I have a data frame that contains around 700 cases with 1800 examinations. Some cases underwent several different modalities. I want to leave only one examination result based on the specific condition of the modality.
Here is a dummy data frame:
df <- data.frame (ID = c("1", "1", "1", "2", "2", "3", "4", "4", "5", "5"),
c1 = c("A", "B", "C", "A", "C", "A", "A", "B", "B", "C"),
x1 = c(5, 4, 5, 3, 1, 3, 4, 2, 3, 5),
x2 = c(4, 3, 7, 9, 1, 2, 4, 7, 5, 0))
There are five cases with 10 exams. [c1] is the exam modality (condition), and the results are x1 and x2.

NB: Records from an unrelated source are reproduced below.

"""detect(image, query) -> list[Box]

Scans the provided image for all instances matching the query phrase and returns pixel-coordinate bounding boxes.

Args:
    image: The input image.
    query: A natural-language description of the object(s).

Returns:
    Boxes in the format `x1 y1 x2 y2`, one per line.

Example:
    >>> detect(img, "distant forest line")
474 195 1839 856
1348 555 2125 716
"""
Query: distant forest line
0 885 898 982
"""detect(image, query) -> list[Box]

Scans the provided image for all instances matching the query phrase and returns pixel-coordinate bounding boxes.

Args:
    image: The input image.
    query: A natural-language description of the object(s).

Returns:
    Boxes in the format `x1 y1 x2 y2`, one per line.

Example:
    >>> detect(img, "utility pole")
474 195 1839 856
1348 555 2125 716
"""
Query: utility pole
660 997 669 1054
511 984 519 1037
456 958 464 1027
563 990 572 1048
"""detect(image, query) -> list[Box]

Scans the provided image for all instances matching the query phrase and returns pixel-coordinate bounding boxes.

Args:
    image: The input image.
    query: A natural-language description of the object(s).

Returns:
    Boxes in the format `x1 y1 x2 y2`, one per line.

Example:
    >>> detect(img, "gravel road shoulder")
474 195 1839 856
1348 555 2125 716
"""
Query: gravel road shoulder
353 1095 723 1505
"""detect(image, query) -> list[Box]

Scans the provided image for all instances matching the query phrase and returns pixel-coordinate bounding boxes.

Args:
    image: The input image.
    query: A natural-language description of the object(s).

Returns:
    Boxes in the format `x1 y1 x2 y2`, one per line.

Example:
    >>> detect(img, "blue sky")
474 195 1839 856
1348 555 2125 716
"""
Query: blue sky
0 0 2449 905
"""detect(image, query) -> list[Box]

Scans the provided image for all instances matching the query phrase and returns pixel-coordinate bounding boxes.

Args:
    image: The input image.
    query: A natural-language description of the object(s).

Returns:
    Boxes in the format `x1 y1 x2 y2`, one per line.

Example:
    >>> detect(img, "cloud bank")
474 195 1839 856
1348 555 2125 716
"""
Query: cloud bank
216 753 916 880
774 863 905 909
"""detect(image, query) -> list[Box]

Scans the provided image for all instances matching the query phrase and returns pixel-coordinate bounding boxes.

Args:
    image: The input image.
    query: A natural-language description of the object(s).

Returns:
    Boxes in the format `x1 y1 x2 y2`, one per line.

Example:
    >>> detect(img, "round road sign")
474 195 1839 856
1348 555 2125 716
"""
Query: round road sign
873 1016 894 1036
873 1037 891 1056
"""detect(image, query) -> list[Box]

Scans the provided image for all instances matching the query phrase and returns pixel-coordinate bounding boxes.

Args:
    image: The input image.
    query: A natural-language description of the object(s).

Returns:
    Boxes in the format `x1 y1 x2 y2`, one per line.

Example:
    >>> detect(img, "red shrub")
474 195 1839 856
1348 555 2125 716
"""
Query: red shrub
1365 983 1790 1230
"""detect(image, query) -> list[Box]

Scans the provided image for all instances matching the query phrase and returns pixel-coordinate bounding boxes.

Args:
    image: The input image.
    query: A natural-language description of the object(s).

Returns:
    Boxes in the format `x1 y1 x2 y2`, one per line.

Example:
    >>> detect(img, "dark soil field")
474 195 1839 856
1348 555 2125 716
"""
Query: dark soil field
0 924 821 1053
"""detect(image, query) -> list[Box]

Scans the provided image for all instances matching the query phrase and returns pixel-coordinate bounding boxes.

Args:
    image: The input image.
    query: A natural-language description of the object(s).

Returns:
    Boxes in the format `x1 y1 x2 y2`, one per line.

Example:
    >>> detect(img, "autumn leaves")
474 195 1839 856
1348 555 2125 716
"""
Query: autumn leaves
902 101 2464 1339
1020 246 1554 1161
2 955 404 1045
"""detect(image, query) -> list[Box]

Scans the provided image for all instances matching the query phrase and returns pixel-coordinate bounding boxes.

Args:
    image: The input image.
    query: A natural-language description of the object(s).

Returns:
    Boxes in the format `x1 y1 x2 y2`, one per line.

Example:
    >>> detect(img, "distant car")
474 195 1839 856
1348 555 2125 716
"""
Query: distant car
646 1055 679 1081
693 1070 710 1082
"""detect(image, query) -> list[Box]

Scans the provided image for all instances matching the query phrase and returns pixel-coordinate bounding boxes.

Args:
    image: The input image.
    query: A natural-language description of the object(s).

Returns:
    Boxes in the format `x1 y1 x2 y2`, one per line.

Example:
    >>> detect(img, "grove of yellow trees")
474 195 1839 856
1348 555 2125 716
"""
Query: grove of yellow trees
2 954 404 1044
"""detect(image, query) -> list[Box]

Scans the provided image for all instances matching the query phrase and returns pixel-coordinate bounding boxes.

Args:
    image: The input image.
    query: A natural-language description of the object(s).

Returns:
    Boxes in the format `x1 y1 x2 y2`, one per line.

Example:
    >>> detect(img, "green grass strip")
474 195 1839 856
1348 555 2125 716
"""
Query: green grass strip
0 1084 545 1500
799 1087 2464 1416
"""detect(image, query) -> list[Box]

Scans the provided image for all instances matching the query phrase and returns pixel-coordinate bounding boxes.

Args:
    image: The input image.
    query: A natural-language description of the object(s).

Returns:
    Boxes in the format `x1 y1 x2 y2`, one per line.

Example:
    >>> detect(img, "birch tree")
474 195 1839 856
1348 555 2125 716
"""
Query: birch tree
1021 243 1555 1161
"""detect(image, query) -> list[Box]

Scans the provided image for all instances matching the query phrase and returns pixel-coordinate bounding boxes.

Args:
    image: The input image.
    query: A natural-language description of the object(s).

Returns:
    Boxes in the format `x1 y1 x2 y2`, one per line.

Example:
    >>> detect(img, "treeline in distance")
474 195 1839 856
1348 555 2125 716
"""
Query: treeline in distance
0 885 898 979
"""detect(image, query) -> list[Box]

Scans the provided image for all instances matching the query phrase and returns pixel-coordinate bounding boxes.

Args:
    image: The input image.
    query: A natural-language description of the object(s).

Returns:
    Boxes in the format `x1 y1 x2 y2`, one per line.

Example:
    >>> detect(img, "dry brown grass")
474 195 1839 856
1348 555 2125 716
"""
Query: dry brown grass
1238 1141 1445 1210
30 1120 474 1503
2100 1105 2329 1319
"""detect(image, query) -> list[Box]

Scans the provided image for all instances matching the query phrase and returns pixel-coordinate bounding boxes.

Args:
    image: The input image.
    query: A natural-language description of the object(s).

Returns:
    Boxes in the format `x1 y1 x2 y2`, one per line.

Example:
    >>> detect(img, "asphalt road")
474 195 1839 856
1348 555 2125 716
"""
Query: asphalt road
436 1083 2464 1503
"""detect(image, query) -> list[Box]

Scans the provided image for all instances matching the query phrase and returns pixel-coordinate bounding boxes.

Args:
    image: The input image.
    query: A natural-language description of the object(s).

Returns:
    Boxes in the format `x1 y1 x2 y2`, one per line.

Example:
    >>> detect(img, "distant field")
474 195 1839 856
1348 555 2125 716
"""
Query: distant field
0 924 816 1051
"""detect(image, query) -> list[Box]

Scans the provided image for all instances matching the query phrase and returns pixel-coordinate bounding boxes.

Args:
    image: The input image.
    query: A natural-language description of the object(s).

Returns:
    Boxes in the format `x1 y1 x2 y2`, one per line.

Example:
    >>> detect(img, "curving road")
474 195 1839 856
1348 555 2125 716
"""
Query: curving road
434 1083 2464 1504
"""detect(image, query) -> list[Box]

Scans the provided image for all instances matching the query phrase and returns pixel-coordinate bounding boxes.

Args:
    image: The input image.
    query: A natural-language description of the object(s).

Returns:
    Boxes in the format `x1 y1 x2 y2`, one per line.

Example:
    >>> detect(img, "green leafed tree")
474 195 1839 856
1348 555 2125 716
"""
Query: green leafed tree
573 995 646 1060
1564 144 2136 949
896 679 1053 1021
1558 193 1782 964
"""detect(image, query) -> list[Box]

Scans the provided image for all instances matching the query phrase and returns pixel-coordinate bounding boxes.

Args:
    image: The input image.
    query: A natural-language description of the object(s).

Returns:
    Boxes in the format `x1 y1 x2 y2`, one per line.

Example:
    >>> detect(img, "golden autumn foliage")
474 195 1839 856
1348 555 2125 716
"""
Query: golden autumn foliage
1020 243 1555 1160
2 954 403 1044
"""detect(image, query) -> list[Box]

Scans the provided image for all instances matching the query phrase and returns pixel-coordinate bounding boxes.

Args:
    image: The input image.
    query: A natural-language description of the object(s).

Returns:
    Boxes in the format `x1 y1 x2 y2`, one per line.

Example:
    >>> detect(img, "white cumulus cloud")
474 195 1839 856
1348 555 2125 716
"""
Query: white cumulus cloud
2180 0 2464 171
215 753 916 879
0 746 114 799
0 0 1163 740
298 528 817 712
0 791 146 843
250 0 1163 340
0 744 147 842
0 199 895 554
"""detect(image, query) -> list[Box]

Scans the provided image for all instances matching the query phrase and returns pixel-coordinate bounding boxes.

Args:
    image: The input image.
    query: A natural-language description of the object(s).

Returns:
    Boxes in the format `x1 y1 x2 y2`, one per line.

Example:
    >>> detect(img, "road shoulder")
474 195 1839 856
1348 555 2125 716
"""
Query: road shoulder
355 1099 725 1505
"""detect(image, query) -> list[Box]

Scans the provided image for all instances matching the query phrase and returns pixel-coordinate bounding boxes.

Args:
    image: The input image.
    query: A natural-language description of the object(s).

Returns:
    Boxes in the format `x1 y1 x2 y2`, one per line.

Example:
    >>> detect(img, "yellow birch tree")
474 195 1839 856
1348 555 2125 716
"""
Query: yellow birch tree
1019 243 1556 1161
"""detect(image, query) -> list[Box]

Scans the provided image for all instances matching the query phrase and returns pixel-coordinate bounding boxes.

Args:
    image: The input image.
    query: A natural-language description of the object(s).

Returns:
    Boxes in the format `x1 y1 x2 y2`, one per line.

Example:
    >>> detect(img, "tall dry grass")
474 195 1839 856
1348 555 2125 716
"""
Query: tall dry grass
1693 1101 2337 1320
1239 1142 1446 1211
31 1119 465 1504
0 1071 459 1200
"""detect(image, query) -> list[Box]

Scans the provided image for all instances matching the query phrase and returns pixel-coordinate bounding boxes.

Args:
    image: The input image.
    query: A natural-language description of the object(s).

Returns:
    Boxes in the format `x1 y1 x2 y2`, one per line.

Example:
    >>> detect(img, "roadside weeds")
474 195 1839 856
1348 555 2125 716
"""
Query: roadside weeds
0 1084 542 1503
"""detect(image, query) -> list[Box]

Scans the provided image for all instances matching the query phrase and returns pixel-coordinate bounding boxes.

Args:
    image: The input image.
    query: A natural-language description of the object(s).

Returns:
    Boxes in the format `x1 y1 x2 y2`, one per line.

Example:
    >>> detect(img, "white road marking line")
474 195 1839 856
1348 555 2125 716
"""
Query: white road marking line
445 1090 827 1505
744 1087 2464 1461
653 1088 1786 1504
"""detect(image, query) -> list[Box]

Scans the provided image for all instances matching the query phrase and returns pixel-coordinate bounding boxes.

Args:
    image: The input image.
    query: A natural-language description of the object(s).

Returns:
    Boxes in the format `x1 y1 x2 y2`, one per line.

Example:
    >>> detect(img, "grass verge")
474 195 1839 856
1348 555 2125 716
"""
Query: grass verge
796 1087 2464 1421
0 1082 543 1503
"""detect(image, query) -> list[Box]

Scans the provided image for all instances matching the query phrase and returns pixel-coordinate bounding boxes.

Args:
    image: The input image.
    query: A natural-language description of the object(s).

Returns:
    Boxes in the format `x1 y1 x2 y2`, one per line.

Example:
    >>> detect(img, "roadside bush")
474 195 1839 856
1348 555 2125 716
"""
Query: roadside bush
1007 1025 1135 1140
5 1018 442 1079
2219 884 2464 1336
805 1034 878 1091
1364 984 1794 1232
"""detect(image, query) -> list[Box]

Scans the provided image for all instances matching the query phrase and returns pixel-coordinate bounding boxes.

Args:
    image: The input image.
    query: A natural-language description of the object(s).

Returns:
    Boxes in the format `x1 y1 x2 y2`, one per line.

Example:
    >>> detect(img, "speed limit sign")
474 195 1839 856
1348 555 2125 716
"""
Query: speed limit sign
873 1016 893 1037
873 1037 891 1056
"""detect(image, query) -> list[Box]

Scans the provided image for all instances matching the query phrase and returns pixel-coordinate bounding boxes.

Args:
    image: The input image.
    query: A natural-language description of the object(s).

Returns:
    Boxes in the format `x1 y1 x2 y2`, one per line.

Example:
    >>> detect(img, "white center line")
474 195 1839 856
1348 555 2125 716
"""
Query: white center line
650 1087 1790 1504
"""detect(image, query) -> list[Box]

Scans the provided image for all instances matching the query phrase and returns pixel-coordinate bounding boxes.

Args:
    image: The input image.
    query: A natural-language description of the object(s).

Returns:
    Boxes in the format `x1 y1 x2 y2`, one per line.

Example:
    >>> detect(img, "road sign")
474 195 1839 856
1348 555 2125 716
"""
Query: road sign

I want to leave only one row based on the following condition:
C > B > A
I want to leave the row with C first; if not, leave the row with B; If C and B are absent, leave the row with A.
Desired output:
output <- data.frame (ID = c("1", "2", "3", "4", "5"),
c1 = c("C", "C", "A", "B", "C"),
x1 = c(5, 1, 3, 2, 5),
x2 = c(7, 1, 2, 7, 0))
You can arrange
the data based on required correct order and for each ID
select it's 1st row.
library(dplyr)
req_order <- c('C', 'B', 'A')
df %>%
arrange(ID, match(c1, req_order)) %>%
distinct(ID, .keep_all = TRUE)
# ID c1 x1 x2
# <chr> <chr> <dbl> <dbl>
#1 1 C 5 7
#2 2 C 1 1
#3 3 A 3 2
#4 4 B 2 7
#5 5 C 5 0
In base R, this can be written as :
df1 <- df[order(match(df$c1, req_order)), ]
df1[!duplicated(df1$ID), ]